Ce constat est le fruit d’une étude réalisée par la Station ornithologique suisse de Sempach (LU) et l’Université de Lausanne, publiée mercredi. Les chercheurs ont équipé 68 couples d’effraies des clochers de GPS afin de suivre leurs chasses nocturnes.
«Grâce aux analyses, le succès de la chasse, les visites au nid et les interactions au sein du couple ont pu être déterminés», relève la Station ornithologique suisse dans un communiqué. Les scientifiques ont pu étudier comment les parents chouettes négocient, collaborent et coopèrent entre eux.

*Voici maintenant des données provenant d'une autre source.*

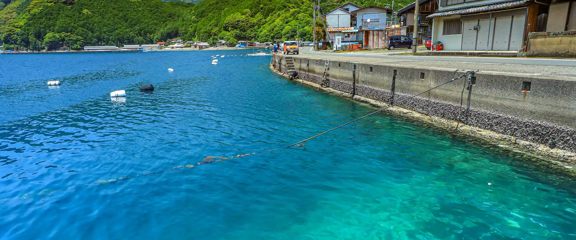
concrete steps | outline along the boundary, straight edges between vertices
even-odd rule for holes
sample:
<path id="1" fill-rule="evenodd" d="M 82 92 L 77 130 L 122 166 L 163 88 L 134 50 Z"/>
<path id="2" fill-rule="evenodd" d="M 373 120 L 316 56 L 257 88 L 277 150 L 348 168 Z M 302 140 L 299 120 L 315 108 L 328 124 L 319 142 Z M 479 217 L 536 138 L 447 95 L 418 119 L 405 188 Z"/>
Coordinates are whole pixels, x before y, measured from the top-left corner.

La communication comme clé
Comme chez les êtres humains, chaque effraie des clochers a une personnalité propre. Cette dernière influence la vie du couple et le succès de la reproduction. Les parents qui échangent fréquemment entre eux ont plus de chances de voir leurs oisillons prendre leur envol que les petits de chouettes plus individualistes.
En Suisse, on compte entre 200 et 1000 couples d’effraies des clochers. L’espèce habite le Plateau, au nord des Alpes. Elle est classée comme potentiellement menacée et bénéficie de mesures de conservation ciblée, rappelle la Station ornithologique suisse.